On the day of her departure, Cynthia impulsively marries the suave Mark Krisel, a man posing as a respectable banker but in truth a professional fortune-hunter who targets wealthy, naïve women. Cynthia believes she's finally found her Prince Charming—until aboard the ship she discovers a love note addressed to her new husband from “Claudette”, his mistress. In a fit of betrayed fury, she throws Mark out a porthole and, in the chaos, tumbles through the door—colliding with Sandy MacTavish, a bumbling Scottish sailor spying through the keyhole.

Both Cynthia and Sandy are swept overboard and rescued by rum-runners, who are themselves apprehended shortly after by Prohibition agents. Handcuffed together as potential smugglers, the mismatched pair escape the authorities through quick thinking and scramble back to Cynthia's school. Still chained at the wrist, Cynthia sneaks Sandy into her apartment via a closet, and disguises him in a woman's outfit. When Professor Meekham appears, Cynthia nervously introduces Sandy as “Miss Jones,” claiming she missed her ship to Hawaii.

The charade continues into the night. Cynthia and Sandy, finding a bottle of Meekham's “liver tonic”—really just bootleg liquor—indulge together and loosen up. Cynthia slurs with affection, “What happensh to the shailorsh on a night like thish?” just as her maid Lena Svenson arrives, shocked to find her mistress drinking with a cross-dressed “lady.” Cynthia has Lena fetch a file to remove the cuffs: “Thisch guy ’shnot my husband... he’sh jus' 'nother victim of my maidenly charmsh.”

The next morning brings more complications. Meekham arrives with the Doolittle attorney to deliver a stern warning: a codicil in the will states that any scandal will nullify Cynthia's inheritance, passing the entire fortune to Professor Meekham instead.

As if things weren't tangled enough, Mark Krisel returns to claim his bride—and her money. Cynthia, now free from the handcuffs, insists that Sandy is her husband. Chaos ensues as the Prohibition agents arrive, still searching for their escaped detainees. But the tables turn: the agents recognize Mark Krisel and Claudette as wanted criminals in a marriage fraud ring. They're promptly arrested, exonerating Cynthia and Sandy.

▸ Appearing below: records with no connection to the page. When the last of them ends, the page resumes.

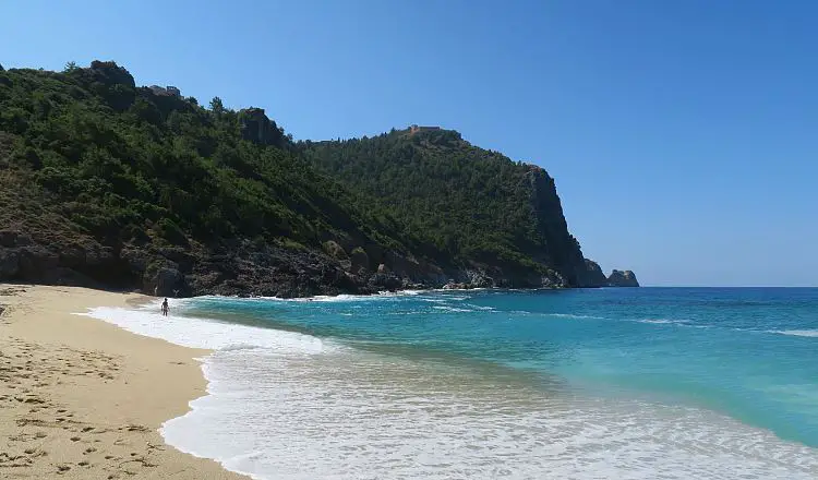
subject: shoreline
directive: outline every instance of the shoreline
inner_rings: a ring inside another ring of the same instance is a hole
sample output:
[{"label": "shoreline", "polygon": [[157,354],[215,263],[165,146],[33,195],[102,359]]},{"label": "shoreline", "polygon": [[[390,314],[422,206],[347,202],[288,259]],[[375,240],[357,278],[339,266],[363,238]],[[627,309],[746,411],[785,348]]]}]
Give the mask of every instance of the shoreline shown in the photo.
[{"label": "shoreline", "polygon": [[146,301],[139,293],[0,284],[0,477],[249,478],[182,453],[159,434],[206,395],[195,359],[208,350],[81,315]]}]

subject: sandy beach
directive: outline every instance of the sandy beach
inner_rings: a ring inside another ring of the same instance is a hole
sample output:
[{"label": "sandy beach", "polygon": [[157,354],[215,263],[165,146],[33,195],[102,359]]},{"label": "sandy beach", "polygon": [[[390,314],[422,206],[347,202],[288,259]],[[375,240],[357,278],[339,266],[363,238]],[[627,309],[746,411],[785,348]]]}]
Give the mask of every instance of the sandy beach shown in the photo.
[{"label": "sandy beach", "polygon": [[194,360],[204,350],[73,314],[141,301],[0,284],[1,478],[246,479],[182,454],[157,432],[204,395]]}]

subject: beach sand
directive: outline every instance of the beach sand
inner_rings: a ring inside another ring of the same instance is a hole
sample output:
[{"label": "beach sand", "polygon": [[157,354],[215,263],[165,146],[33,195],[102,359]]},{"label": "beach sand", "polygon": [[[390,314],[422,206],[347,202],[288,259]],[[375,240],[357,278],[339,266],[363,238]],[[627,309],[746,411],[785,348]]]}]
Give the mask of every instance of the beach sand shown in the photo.
[{"label": "beach sand", "polygon": [[205,351],[72,314],[145,299],[0,284],[0,478],[246,480],[157,432],[204,395]]}]

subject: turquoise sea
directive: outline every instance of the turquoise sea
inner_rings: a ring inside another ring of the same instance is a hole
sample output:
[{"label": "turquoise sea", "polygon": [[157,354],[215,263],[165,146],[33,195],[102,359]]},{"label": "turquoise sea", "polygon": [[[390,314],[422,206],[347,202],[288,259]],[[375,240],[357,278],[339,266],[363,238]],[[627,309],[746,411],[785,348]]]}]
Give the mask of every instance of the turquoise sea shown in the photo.
[{"label": "turquoise sea", "polygon": [[818,289],[205,297],[169,443],[260,479],[818,478]]}]

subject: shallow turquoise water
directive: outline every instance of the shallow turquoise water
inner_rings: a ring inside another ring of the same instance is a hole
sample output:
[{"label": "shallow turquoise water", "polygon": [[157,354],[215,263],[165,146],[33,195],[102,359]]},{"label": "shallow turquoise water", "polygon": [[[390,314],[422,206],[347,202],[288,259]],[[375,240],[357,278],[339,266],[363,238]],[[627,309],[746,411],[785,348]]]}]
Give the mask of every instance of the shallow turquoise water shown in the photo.
[{"label": "shallow turquoise water", "polygon": [[818,289],[200,298],[187,314],[500,369],[544,392],[556,383],[590,397],[703,407],[818,446]]}]

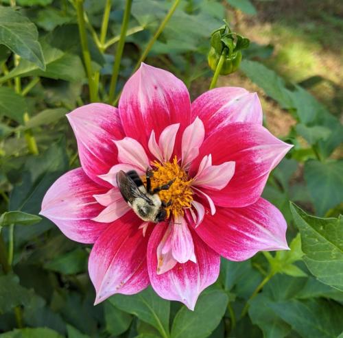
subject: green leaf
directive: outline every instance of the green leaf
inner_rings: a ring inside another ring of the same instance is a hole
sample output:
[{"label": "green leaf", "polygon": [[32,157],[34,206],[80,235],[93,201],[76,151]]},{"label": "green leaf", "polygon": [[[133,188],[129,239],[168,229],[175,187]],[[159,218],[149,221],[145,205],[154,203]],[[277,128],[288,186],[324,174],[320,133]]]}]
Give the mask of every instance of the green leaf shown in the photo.
[{"label": "green leaf", "polygon": [[[10,210],[37,215],[47,190],[69,168],[64,143],[53,143],[39,156],[31,156],[24,167],[23,181],[16,185],[10,197]],[[16,227],[15,243],[20,245],[52,226],[43,219],[35,226]]]},{"label": "green leaf", "polygon": [[0,227],[10,224],[31,226],[42,219],[36,215],[31,215],[22,211],[6,211],[0,216]]},{"label": "green leaf", "polygon": [[34,293],[19,285],[15,275],[0,276],[0,313],[11,311],[18,305],[26,305]]},{"label": "green leaf", "polygon": [[301,123],[296,125],[296,131],[310,145],[314,145],[320,140],[327,140],[331,134],[331,131],[327,127],[321,125],[307,127]]},{"label": "green leaf", "polygon": [[343,291],[343,217],[309,216],[294,204],[291,210],[309,271],[320,282]]},{"label": "green leaf", "polygon": [[241,10],[247,14],[254,15],[257,13],[255,7],[249,0],[227,0],[235,8]]},{"label": "green leaf", "polygon": [[45,269],[60,272],[64,275],[72,275],[86,271],[87,253],[81,248],[55,257],[44,265]]},{"label": "green leaf", "polygon": [[47,125],[58,121],[64,117],[68,110],[64,108],[56,108],[54,109],[45,109],[32,117],[25,125],[21,125],[17,128],[19,130],[27,130],[35,128],[43,125]]},{"label": "green leaf", "polygon": [[286,89],[285,81],[274,71],[259,62],[244,60],[241,69],[253,82],[260,86],[268,96],[277,101],[282,108],[290,108],[294,104]]},{"label": "green leaf", "polygon": [[63,338],[56,331],[47,328],[20,328],[0,335],[0,338]]},{"label": "green leaf", "polygon": [[170,302],[158,297],[151,287],[136,295],[115,295],[109,300],[118,309],[152,325],[163,337],[168,335]]},{"label": "green leaf", "polygon": [[335,338],[343,329],[343,308],[334,302],[289,300],[270,306],[304,337]]},{"label": "green leaf", "polygon": [[205,338],[218,326],[225,314],[228,298],[221,290],[204,291],[194,311],[182,306],[172,327],[172,338]]},{"label": "green leaf", "polygon": [[318,215],[325,213],[343,200],[343,160],[305,162],[304,176]]},{"label": "green leaf", "polygon": [[132,315],[119,310],[108,301],[104,303],[104,311],[107,332],[117,336],[128,329],[132,321]]},{"label": "green leaf", "polygon": [[290,332],[291,326],[270,309],[272,302],[270,297],[257,295],[250,302],[249,316],[252,323],[261,328],[264,338],[283,338]]},{"label": "green leaf", "polygon": [[27,18],[9,7],[0,6],[0,45],[45,69],[37,28]]},{"label": "green leaf", "polygon": [[78,329],[75,328],[71,325],[67,326],[67,331],[68,332],[68,338],[88,338],[89,336],[81,333]]},{"label": "green leaf", "polygon": [[24,113],[27,110],[24,97],[17,94],[12,88],[0,87],[0,116],[6,116],[23,123]]},{"label": "green leaf", "polygon": [[41,76],[71,82],[80,81],[85,77],[82,62],[78,56],[65,53],[46,43],[42,44],[42,47],[47,66],[45,71],[40,69],[34,63],[22,60],[16,68],[1,77],[1,81],[17,76]]}]

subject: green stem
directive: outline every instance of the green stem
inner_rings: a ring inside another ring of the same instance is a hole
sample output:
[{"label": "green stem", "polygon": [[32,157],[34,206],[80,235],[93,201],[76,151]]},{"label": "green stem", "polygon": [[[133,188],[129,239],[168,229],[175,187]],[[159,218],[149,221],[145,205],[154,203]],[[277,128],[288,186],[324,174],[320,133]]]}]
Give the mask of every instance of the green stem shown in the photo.
[{"label": "green stem", "polygon": [[106,38],[107,28],[108,27],[108,21],[110,20],[111,0],[106,0],[105,4],[105,10],[104,11],[104,16],[102,17],[102,29],[100,32],[100,44],[102,45],[102,51],[104,51],[104,45]]},{"label": "green stem", "polygon": [[267,284],[270,278],[275,274],[275,272],[273,271],[271,271],[261,282],[259,285],[257,285],[257,287],[255,289],[252,294],[250,295],[249,299],[246,301],[246,303],[241,311],[241,317],[245,316],[246,315],[246,313],[248,312],[248,309],[249,309],[249,302],[253,300],[257,295],[257,293],[261,291],[261,289],[264,287],[265,284]]},{"label": "green stem", "polygon": [[136,71],[139,68],[139,66],[141,66],[141,63],[143,62],[145,60],[145,58],[147,57],[147,54],[150,51],[150,49],[152,49],[152,46],[154,45],[154,43],[155,43],[155,41],[157,40],[160,34],[162,33],[163,29],[165,29],[165,25],[168,23],[168,21],[170,20],[170,18],[172,16],[174,12],[175,12],[175,10],[178,7],[178,4],[180,3],[180,0],[175,0],[173,5],[170,8],[170,10],[169,10],[168,13],[167,13],[167,15],[165,16],[164,20],[162,21],[162,23],[160,25],[160,27],[157,29],[156,31],[156,33],[154,34],[154,36],[151,38],[151,40],[149,41],[147,43],[147,47],[145,47],[145,49],[143,52],[143,54],[141,55],[141,58],[139,58],[139,60],[137,61],[137,63],[136,64],[136,67],[134,67],[134,71]]},{"label": "green stem", "polygon": [[3,272],[8,274],[11,271],[11,266],[8,264],[6,246],[1,235],[0,235],[0,263]]},{"label": "green stem", "polygon": [[110,92],[108,93],[108,101],[110,103],[115,99],[115,88],[117,86],[117,81],[119,73],[120,61],[121,60],[121,55],[123,54],[123,50],[124,49],[125,38],[126,37],[126,30],[128,29],[128,24],[130,19],[132,3],[132,0],[126,0],[124,16],[120,31],[119,42],[118,43],[118,46],[117,47],[115,63],[113,64],[113,71],[112,72],[112,77],[110,79]]},{"label": "green stem", "polygon": [[8,231],[8,265],[12,266],[13,263],[13,252],[14,248],[14,224],[10,226]]},{"label": "green stem", "polygon": [[89,53],[89,49],[88,47],[83,5],[83,0],[76,0],[78,25],[79,26],[80,38],[81,40],[81,47],[82,48],[82,55],[84,57],[84,65],[86,67],[86,71],[87,73],[89,86],[89,95],[91,97],[91,101],[95,102],[97,101],[97,90],[95,83],[95,79],[93,77],[94,73],[92,70],[91,53]]},{"label": "green stem", "polygon": [[[24,122],[26,123],[29,121],[29,117],[27,112],[24,114]],[[39,151],[37,147],[37,143],[36,142],[36,138],[34,136],[32,130],[28,129],[24,132],[24,136],[27,145],[27,148],[29,152],[32,154],[32,155],[38,155]]]},{"label": "green stem", "polygon": [[212,77],[212,81],[210,84],[210,89],[213,89],[215,87],[217,84],[217,80],[218,80],[219,75],[220,73],[220,71],[222,70],[222,67],[223,67],[224,61],[225,60],[225,54],[222,53],[220,58],[219,59],[218,64],[217,64],[217,68],[215,69],[215,73],[213,75],[213,77]]},{"label": "green stem", "polygon": [[38,82],[39,82],[39,77],[34,77],[27,84],[27,86],[23,89],[21,91],[21,95],[23,96],[26,96],[27,93],[32,89]]}]

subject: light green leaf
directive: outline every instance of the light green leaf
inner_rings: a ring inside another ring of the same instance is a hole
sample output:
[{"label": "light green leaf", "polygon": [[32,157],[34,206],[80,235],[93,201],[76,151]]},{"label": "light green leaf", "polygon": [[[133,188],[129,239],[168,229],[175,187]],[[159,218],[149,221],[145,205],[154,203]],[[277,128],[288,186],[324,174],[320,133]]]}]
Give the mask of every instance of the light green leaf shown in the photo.
[{"label": "light green leaf", "polygon": [[60,272],[64,275],[72,275],[82,272],[86,269],[87,253],[82,249],[73,251],[55,257],[44,265],[48,270]]},{"label": "light green leaf", "polygon": [[109,301],[123,311],[152,325],[163,337],[168,335],[170,303],[158,297],[151,287],[137,295],[115,295]]},{"label": "light green leaf", "polygon": [[241,62],[241,69],[253,82],[262,88],[265,94],[277,101],[281,107],[293,107],[285,81],[274,71],[259,62],[248,60]]},{"label": "light green leaf", "polygon": [[294,204],[291,210],[309,271],[322,282],[343,291],[343,217],[309,216]]},{"label": "light green leaf", "polygon": [[108,301],[104,304],[104,311],[107,332],[117,336],[128,329],[132,321],[132,315],[119,310]]},{"label": "light green leaf", "polygon": [[327,140],[331,134],[331,131],[327,127],[321,125],[307,127],[301,123],[296,125],[296,131],[310,145],[316,143],[319,140]]},{"label": "light green leaf", "polygon": [[0,338],[63,338],[56,331],[47,328],[20,328],[0,335]]},{"label": "light green leaf", "polygon": [[45,69],[37,28],[27,17],[9,7],[0,6],[0,45]]},{"label": "light green leaf", "polygon": [[22,60],[16,68],[1,77],[1,82],[17,76],[42,76],[71,82],[80,81],[84,78],[84,69],[79,56],[65,53],[46,43],[42,44],[42,47],[47,66],[45,71],[39,69],[34,63]]},{"label": "light green leaf", "polygon": [[241,10],[247,14],[254,15],[257,12],[255,7],[249,0],[227,0],[227,1],[235,8]]},{"label": "light green leaf", "polygon": [[35,128],[42,125],[47,125],[58,121],[64,117],[68,110],[64,108],[56,108],[54,109],[45,109],[32,117],[25,125],[19,126],[18,130],[27,130]]},{"label": "light green leaf", "polygon": [[343,160],[305,162],[304,176],[319,216],[343,201]]},{"label": "light green leaf", "polygon": [[221,290],[204,291],[197,301],[194,311],[182,306],[172,327],[172,338],[205,338],[218,326],[228,298]]},{"label": "light green leaf", "polygon": [[343,308],[334,302],[289,300],[270,306],[304,337],[335,338],[343,329]]},{"label": "light green leaf", "polygon": [[17,94],[12,88],[0,87],[0,116],[6,116],[23,123],[24,113],[27,110],[24,97]]},{"label": "light green leaf", "polygon": [[19,224],[21,226],[31,226],[42,219],[36,215],[31,215],[22,211],[6,211],[0,216],[0,227]]},{"label": "light green leaf", "polygon": [[19,285],[18,276],[0,276],[0,313],[10,311],[18,305],[27,304],[33,295],[32,291]]}]

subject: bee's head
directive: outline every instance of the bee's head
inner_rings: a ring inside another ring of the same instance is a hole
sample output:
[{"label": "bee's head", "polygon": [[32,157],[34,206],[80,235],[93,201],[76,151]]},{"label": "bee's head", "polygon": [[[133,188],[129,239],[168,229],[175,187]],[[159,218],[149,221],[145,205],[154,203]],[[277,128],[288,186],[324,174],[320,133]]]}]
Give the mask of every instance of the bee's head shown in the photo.
[{"label": "bee's head", "polygon": [[156,215],[155,221],[156,223],[163,221],[167,217],[167,211],[164,208],[161,208],[158,213]]}]

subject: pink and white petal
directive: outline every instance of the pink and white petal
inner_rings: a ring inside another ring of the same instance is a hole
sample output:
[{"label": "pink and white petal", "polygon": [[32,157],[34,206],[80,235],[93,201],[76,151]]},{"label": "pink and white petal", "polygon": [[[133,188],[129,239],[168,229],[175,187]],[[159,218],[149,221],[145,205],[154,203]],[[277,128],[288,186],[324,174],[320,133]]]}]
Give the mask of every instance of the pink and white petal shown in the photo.
[{"label": "pink and white petal", "polygon": [[186,263],[194,255],[194,243],[186,220],[181,216],[172,226],[172,252],[178,263]]},{"label": "pink and white petal", "polygon": [[157,246],[157,274],[161,275],[172,269],[178,263],[172,253],[172,227],[167,227],[165,234]]},{"label": "pink and white petal", "polygon": [[108,190],[91,180],[82,168],[64,173],[45,193],[40,215],[53,221],[69,239],[80,243],[94,243],[108,224],[91,219],[104,206],[93,195]]},{"label": "pink and white petal", "polygon": [[154,130],[151,132],[150,138],[147,142],[147,147],[152,155],[162,163],[163,162],[163,155],[158,143],[156,141],[155,132]]},{"label": "pink and white petal", "polygon": [[204,142],[204,123],[197,117],[183,132],[182,140],[182,165],[187,167],[199,154],[199,148]]},{"label": "pink and white petal", "polygon": [[222,190],[228,185],[234,173],[233,161],[224,162],[219,165],[208,165],[196,176],[192,184],[211,190]]},{"label": "pink and white petal", "polygon": [[270,171],[292,147],[257,123],[230,123],[204,141],[190,174],[196,173],[203,156],[210,152],[214,165],[235,161],[235,174],[225,188],[202,191],[216,205],[246,206],[260,197]]},{"label": "pink and white petal", "polygon": [[262,124],[263,112],[256,93],[239,87],[209,90],[191,104],[192,118],[204,122],[206,137],[228,123],[252,122]]},{"label": "pink and white petal", "polygon": [[207,245],[230,261],[245,261],[259,251],[287,250],[281,213],[263,198],[244,208],[218,208],[196,231]]},{"label": "pink and white petal", "polygon": [[210,206],[211,215],[213,215],[215,213],[216,209],[215,209],[215,205],[212,199],[206,193],[204,193],[204,191],[202,191],[202,189],[198,189],[195,186],[192,186],[192,189],[193,191],[195,191],[195,193],[196,195],[198,195],[200,197],[206,198]]},{"label": "pink and white petal", "polygon": [[122,140],[115,141],[118,148],[118,160],[137,167],[145,171],[149,167],[149,158],[144,148],[134,138],[125,137]]},{"label": "pink and white petal", "polygon": [[97,293],[95,304],[115,293],[132,295],[149,285],[149,236],[143,237],[139,230],[141,224],[130,211],[111,224],[94,244],[88,271]]},{"label": "pink and white petal", "polygon": [[168,125],[160,136],[158,145],[162,152],[164,162],[168,162],[172,157],[175,145],[175,138],[179,128],[180,123]]},{"label": "pink and white petal", "polygon": [[106,206],[96,217],[92,219],[93,221],[100,223],[112,223],[121,217],[131,208],[125,202],[121,194],[120,197],[108,206]]},{"label": "pink and white petal", "polygon": [[129,171],[130,170],[135,170],[140,176],[145,173],[145,171],[143,171],[136,166],[126,163],[120,163],[114,165],[107,173],[100,175],[99,177],[102,180],[110,183],[112,186],[117,186],[117,173],[121,170],[125,172]]},{"label": "pink and white petal", "polygon": [[102,185],[99,178],[118,162],[113,140],[124,137],[119,110],[104,104],[91,104],[75,109],[67,117],[78,141],[80,160],[84,172]]},{"label": "pink and white petal", "polygon": [[163,298],[182,302],[193,310],[200,293],[216,281],[220,257],[191,230],[197,263],[178,263],[169,271],[158,274],[156,250],[167,226],[166,224],[157,224],[149,240],[147,269],[150,282]]},{"label": "pink and white petal", "polygon": [[112,188],[107,193],[101,195],[93,195],[93,197],[96,200],[97,203],[104,206],[108,206],[114,202],[117,201],[121,197],[120,191],[115,189]]},{"label": "pink and white petal", "polygon": [[152,130],[156,138],[171,124],[180,122],[180,132],[191,123],[189,94],[171,73],[144,63],[128,80],[121,93],[119,114],[126,136],[147,150]]},{"label": "pink and white petal", "polygon": [[205,216],[205,208],[204,208],[204,206],[198,202],[192,201],[191,204],[197,212],[196,221],[194,221],[196,224],[196,228],[197,228],[204,219],[204,217]]}]

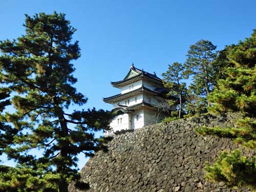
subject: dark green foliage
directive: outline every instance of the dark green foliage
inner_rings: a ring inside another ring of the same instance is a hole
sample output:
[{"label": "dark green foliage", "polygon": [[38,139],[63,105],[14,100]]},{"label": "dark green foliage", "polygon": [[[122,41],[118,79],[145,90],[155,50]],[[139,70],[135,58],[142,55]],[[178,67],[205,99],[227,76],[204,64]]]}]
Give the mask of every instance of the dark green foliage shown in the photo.
[{"label": "dark green foliage", "polygon": [[214,62],[217,56],[216,49],[211,42],[200,40],[191,45],[187,52],[184,75],[193,79],[187,106],[189,116],[205,113],[210,105],[205,97],[212,91],[221,69],[219,62]]},{"label": "dark green foliage", "polygon": [[241,111],[256,116],[256,30],[251,37],[226,48],[228,65],[224,79],[208,96],[213,113]]},{"label": "dark green foliage", "polygon": [[217,56],[214,52],[216,49],[211,42],[200,40],[191,45],[187,52],[184,74],[187,78],[192,75],[193,83],[190,87],[197,95],[208,95],[216,84],[218,69],[212,62]]},{"label": "dark green foliage", "polygon": [[[181,82],[184,79],[182,72],[184,67],[182,64],[175,62],[172,65],[169,65],[168,70],[163,73],[162,75],[163,77],[163,82],[165,88],[169,90],[167,96],[174,96],[179,98],[179,118],[182,117],[182,112],[183,110],[183,103],[185,102],[185,96],[186,94],[187,89],[186,84]],[[169,100],[169,104],[173,104],[176,101]]]},{"label": "dark green foliage", "polygon": [[[201,134],[228,137],[250,149],[256,150],[256,30],[251,36],[238,45],[227,46],[216,62],[226,65],[221,78],[208,96],[212,113],[241,112],[245,117],[235,127],[198,129]],[[256,159],[246,158],[239,150],[223,152],[212,165],[206,167],[206,178],[224,181],[230,187],[256,189]]]},{"label": "dark green foliage", "polygon": [[[73,87],[77,79],[71,61],[80,57],[80,49],[78,41],[72,41],[75,29],[65,15],[26,15],[24,26],[25,35],[0,42],[1,79],[13,93],[16,110],[4,119],[17,132],[5,153],[20,171],[31,176],[26,183],[39,175],[44,181],[38,186],[44,188],[50,176],[54,178],[53,189],[57,186],[67,191],[70,181],[79,179],[77,154],[90,156],[105,150],[106,141],[95,138],[94,131],[108,129],[111,115],[95,109],[66,112],[71,104],[86,104],[87,98]],[[41,156],[32,150],[41,152]]]},{"label": "dark green foliage", "polygon": [[3,112],[6,106],[11,104],[10,91],[7,88],[0,89],[0,155],[4,150],[12,143],[13,136],[17,133],[17,130],[5,123]]}]

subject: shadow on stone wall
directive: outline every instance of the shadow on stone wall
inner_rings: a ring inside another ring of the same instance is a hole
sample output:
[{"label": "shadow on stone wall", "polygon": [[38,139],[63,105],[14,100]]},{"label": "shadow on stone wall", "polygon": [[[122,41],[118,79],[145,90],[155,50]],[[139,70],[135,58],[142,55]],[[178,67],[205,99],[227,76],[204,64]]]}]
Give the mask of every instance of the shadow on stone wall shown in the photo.
[{"label": "shadow on stone wall", "polygon": [[[90,192],[249,191],[204,179],[206,161],[239,147],[230,139],[198,135],[195,128],[234,126],[238,114],[210,115],[144,127],[114,137],[81,171]],[[249,151],[243,149],[245,155]],[[70,186],[70,191],[80,191]]]}]

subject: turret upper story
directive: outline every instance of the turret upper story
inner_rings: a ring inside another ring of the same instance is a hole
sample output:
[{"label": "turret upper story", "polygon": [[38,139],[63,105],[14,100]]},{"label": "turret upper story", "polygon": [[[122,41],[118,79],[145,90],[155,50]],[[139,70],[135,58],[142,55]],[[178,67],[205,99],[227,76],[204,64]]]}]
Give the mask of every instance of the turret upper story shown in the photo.
[{"label": "turret upper story", "polygon": [[133,63],[124,78],[119,81],[111,82],[111,84],[121,90],[121,94],[124,94],[141,88],[142,86],[152,91],[158,88],[163,88],[162,80],[154,74],[136,68]]},{"label": "turret upper story", "polygon": [[155,73],[151,74],[140,70],[133,65],[124,78],[111,82],[112,85],[121,90],[121,93],[103,98],[104,101],[113,104],[113,108],[131,106],[141,103],[157,106],[166,105],[167,90],[162,80]]}]

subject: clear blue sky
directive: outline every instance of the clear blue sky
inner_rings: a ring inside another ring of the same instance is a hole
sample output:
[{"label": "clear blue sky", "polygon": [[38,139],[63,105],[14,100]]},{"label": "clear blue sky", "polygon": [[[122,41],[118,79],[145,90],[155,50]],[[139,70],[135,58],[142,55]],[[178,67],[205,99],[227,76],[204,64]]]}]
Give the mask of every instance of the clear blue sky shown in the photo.
[{"label": "clear blue sky", "polygon": [[74,76],[89,99],[84,108],[111,110],[102,98],[119,93],[110,81],[122,79],[132,62],[161,76],[168,64],[184,62],[198,40],[210,40],[220,50],[256,28],[253,0],[1,0],[0,6],[1,40],[25,33],[25,13],[66,14],[81,49]]}]

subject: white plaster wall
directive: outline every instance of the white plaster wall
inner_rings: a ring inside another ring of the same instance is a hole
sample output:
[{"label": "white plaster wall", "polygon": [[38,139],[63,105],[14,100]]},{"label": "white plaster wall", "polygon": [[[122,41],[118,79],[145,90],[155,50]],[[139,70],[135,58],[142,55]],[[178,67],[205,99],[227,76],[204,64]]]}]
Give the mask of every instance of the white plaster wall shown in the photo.
[{"label": "white plaster wall", "polygon": [[[136,119],[136,116],[139,115],[138,120]],[[132,114],[132,129],[141,128],[144,125],[144,113],[143,110],[141,110],[136,111]]]},{"label": "white plaster wall", "polygon": [[[118,124],[117,119],[120,118],[122,118],[122,123],[120,123],[119,120],[119,124]],[[112,127],[114,132],[121,130],[128,130],[129,129],[129,115],[125,113],[115,117],[110,123],[110,126]]]},{"label": "white plaster wall", "polygon": [[144,109],[144,126],[155,124],[156,123],[160,123],[165,117],[167,116],[168,115],[166,114],[160,113],[158,118],[156,111]]},{"label": "white plaster wall", "polygon": [[[132,86],[133,84],[133,89],[130,90],[130,86]],[[134,82],[131,84],[129,84],[127,86],[124,86],[121,88],[121,94],[123,94],[125,93],[135,90],[136,89],[139,89],[142,86],[142,81],[141,80]]]},{"label": "white plaster wall", "polygon": [[143,80],[143,83],[144,87],[151,90],[154,91],[157,87],[156,84],[152,82],[150,82],[148,81]]},{"label": "white plaster wall", "polygon": [[[144,101],[149,103],[151,103],[152,104],[159,106],[161,107],[166,106],[166,101],[165,100],[160,97],[156,97],[153,96],[151,95],[148,95],[147,94],[143,94],[143,98]],[[150,98],[150,102],[148,99],[148,98]],[[160,101],[160,102],[159,102]]]},{"label": "white plaster wall", "polygon": [[[137,102],[135,102],[135,97],[137,97]],[[129,104],[127,104],[127,106],[134,105],[135,104],[137,104],[142,102],[143,95],[141,94],[138,94],[132,97],[127,98],[124,100],[119,101],[118,102],[117,102],[116,104],[113,104],[113,108],[118,107],[118,106],[117,106],[117,104],[118,103],[119,103],[119,104],[125,105],[125,100],[127,100],[128,99],[130,100],[130,101],[129,101]]]}]

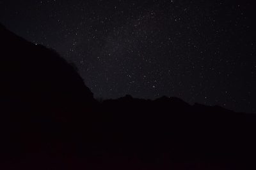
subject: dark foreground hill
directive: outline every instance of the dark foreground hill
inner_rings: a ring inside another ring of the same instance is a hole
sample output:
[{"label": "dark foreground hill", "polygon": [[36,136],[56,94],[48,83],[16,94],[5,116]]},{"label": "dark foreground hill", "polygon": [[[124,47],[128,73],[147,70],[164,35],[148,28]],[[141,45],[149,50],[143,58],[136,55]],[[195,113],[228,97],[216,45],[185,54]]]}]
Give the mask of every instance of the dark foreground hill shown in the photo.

With her name cleared, Cynthia proudly introduces Sandy as her future husband.

==Cast==
- Louise Fazenda as Cynthia Botts
- Clyde Cook as Sandy MacTavish
- Myrna Loy as Claudette Ralston
- William Demarest as Detective
- John Miljan as Mark Krisel
- Dorothea Wolbert as Lena Svenson
- Tom Ricketts as Professor Meekham

==Preservation==
An incomplete print exists in England at the British Film Institute (BFI)/National Film and Television Archive, London.